University of Michigan Index of Consumer Sentiment Posts Sharp Declines in Final August Results

The University of Michigan today (Friday 8-27-21) released its final Consumer Sentiment Index (CSI) for August. The Index of Consumer Sentiment dropped to a reading of 70.3 in August, down from 81.2 in July, a month-over-month decline of -13.4% and -5.1% year-over-year (74.1 in August 2020). The Current Economic Conditions dropped to a reading of 78.5 in August, down from 84.5 in July, a month-over-month decline of -7.1% and -5.3% year-over-year (82.9 in August 2020). Finally, the Index of Consumer Expectations dropped to a reading of 65.1 in August, down from 79.2 in July, a month-over-month decline of -17.6% and -5.0% year-over-year (68.5 in August 2020).

In remarks prepared for the preliminary release of the August CSI, Richard Curtain. Director of Surveys for the UofM said, “There was no lessening in late August in the extent of the collapse in consumer sentiment recorded in the first half of the month.”

The Consumer Sentiment Index fell by 13.4% from July, recording the least favorable economic prospects in more than a decade. The Sentiment Index has only recorded larger losses in six other monthly surveys since 1978. The losses were especially large in the Expectations Index, and widespread across all demographic groups, regions, and the outlook for the economy. Personal financial prospects continued to worsen due to smaller income gains amid higher inflationary trends. Consumers’ extreme reactions were due to the surging Delta variant, higher inflation, slower wage growth, and smaller declines in unemployment. The extraordinary falloff in sentiment also reflects an emotional response, from dashed hopes that the pandemic would soon end, and lives could return to normal.

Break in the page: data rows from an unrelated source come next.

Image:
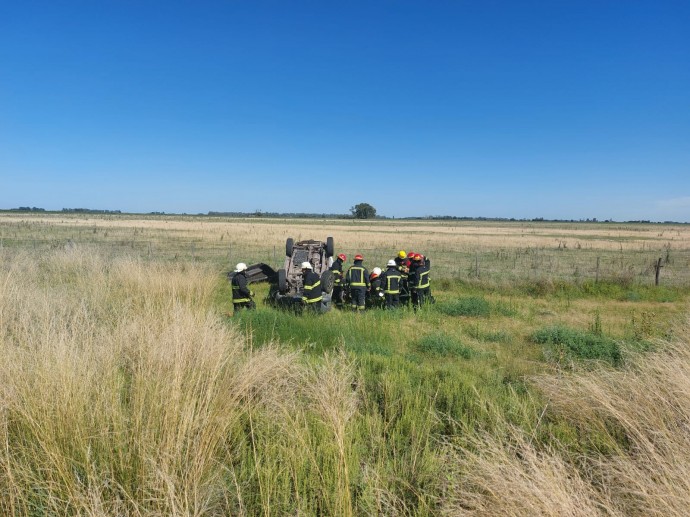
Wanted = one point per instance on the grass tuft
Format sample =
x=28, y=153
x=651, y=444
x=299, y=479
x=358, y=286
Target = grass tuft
x=578, y=344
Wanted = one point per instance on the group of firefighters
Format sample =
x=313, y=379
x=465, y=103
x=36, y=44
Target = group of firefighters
x=405, y=281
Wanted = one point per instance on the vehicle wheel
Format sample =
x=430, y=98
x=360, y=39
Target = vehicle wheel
x=327, y=281
x=282, y=281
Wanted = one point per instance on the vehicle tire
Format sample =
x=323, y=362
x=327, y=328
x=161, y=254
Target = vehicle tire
x=282, y=281
x=327, y=282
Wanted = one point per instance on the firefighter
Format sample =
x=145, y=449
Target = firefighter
x=311, y=296
x=413, y=280
x=338, y=291
x=376, y=295
x=357, y=282
x=390, y=280
x=241, y=294
x=422, y=284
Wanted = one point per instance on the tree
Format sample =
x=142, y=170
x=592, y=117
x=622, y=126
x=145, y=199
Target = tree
x=363, y=211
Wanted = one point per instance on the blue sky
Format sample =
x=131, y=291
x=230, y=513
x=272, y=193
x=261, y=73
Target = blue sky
x=555, y=109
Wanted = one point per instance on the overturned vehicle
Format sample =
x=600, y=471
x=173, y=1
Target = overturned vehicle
x=286, y=289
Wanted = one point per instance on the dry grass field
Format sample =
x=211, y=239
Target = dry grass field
x=537, y=384
x=497, y=251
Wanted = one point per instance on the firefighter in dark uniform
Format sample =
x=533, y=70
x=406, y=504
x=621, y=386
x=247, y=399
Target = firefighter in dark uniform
x=357, y=282
x=241, y=294
x=390, y=280
x=403, y=266
x=338, y=287
x=311, y=296
x=413, y=279
x=376, y=295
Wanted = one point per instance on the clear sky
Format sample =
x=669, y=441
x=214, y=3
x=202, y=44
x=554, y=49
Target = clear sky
x=557, y=109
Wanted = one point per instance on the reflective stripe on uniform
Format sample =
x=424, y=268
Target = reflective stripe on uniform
x=310, y=287
x=423, y=280
x=361, y=282
x=388, y=289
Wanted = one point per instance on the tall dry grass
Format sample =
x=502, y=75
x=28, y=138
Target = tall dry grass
x=120, y=392
x=633, y=424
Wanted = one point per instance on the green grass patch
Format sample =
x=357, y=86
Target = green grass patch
x=578, y=344
x=441, y=344
x=470, y=306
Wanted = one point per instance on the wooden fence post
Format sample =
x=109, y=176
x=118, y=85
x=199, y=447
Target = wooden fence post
x=657, y=268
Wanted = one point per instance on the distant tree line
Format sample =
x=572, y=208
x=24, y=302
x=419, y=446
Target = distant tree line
x=89, y=211
x=27, y=209
x=359, y=211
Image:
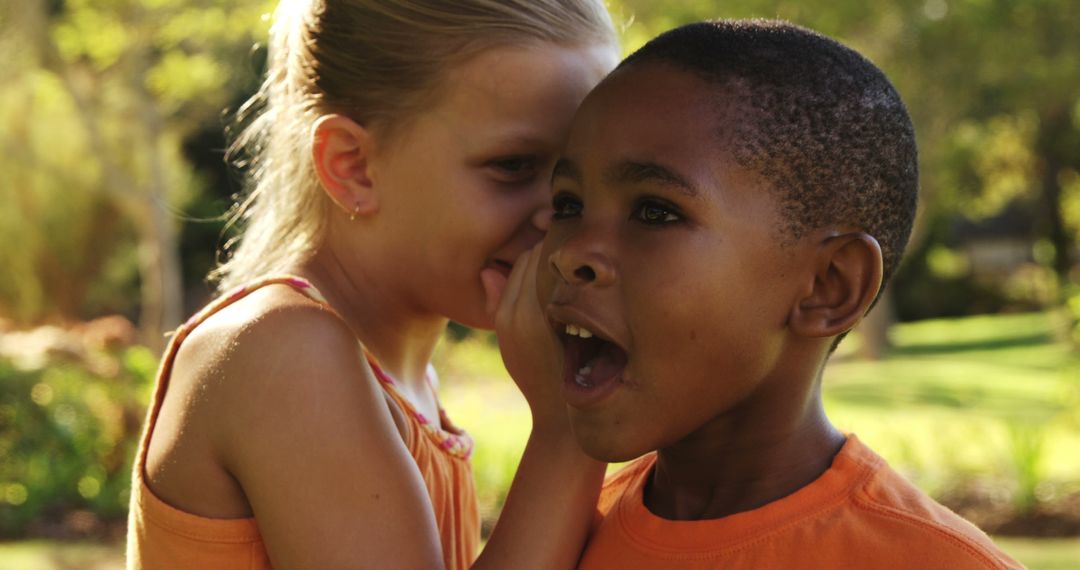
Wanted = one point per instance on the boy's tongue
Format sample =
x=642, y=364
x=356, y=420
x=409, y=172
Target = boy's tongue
x=593, y=362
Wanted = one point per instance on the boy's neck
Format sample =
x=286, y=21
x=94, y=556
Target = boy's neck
x=740, y=462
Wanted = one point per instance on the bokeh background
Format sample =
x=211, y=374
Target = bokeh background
x=113, y=197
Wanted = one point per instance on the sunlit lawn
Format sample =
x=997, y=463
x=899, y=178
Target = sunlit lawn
x=953, y=399
x=956, y=398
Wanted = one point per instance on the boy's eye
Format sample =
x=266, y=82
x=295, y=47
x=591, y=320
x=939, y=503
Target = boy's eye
x=513, y=168
x=656, y=213
x=565, y=206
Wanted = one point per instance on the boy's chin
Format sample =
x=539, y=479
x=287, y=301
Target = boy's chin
x=605, y=444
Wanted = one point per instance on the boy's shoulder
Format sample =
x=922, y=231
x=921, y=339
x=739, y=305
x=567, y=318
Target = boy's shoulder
x=859, y=514
x=928, y=534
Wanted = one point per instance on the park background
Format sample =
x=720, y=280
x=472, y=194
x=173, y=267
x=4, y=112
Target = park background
x=115, y=194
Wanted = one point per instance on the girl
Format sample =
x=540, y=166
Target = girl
x=400, y=167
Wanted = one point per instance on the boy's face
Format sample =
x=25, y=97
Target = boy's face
x=667, y=254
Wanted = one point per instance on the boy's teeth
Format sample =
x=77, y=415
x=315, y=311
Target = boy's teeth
x=575, y=330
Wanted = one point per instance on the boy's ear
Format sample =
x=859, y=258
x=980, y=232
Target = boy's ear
x=846, y=281
x=341, y=155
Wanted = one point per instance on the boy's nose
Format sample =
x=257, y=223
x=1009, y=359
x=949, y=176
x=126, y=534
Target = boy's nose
x=578, y=265
x=541, y=218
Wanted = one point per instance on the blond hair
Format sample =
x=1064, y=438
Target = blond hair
x=376, y=62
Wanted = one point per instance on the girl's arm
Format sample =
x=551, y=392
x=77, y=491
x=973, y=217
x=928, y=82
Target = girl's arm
x=551, y=503
x=307, y=433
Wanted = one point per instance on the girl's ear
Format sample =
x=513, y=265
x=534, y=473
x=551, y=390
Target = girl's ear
x=341, y=155
x=846, y=281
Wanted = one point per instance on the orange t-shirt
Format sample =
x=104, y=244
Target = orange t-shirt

The August collapse of confidence does not imply an imminent downturn in the economy. There was a similar episode which occurred in September 2005, with comparable declines in the Sentiment Index (13.7% in 2005 vs. 13.4% in 2021). The cause of the steep falloff in 2005 was the devastation from hurricane Katrina and rising energy prices. The impact of 9/11 was another non-economic event that had an immediate impact on consumers’ expectations and emotions. Although economic expectations began to improve by year-end, the emotional impact on spending patterns lasted for a much longer time. That same type of persistent impact on spending patterns is now likely to reoccur.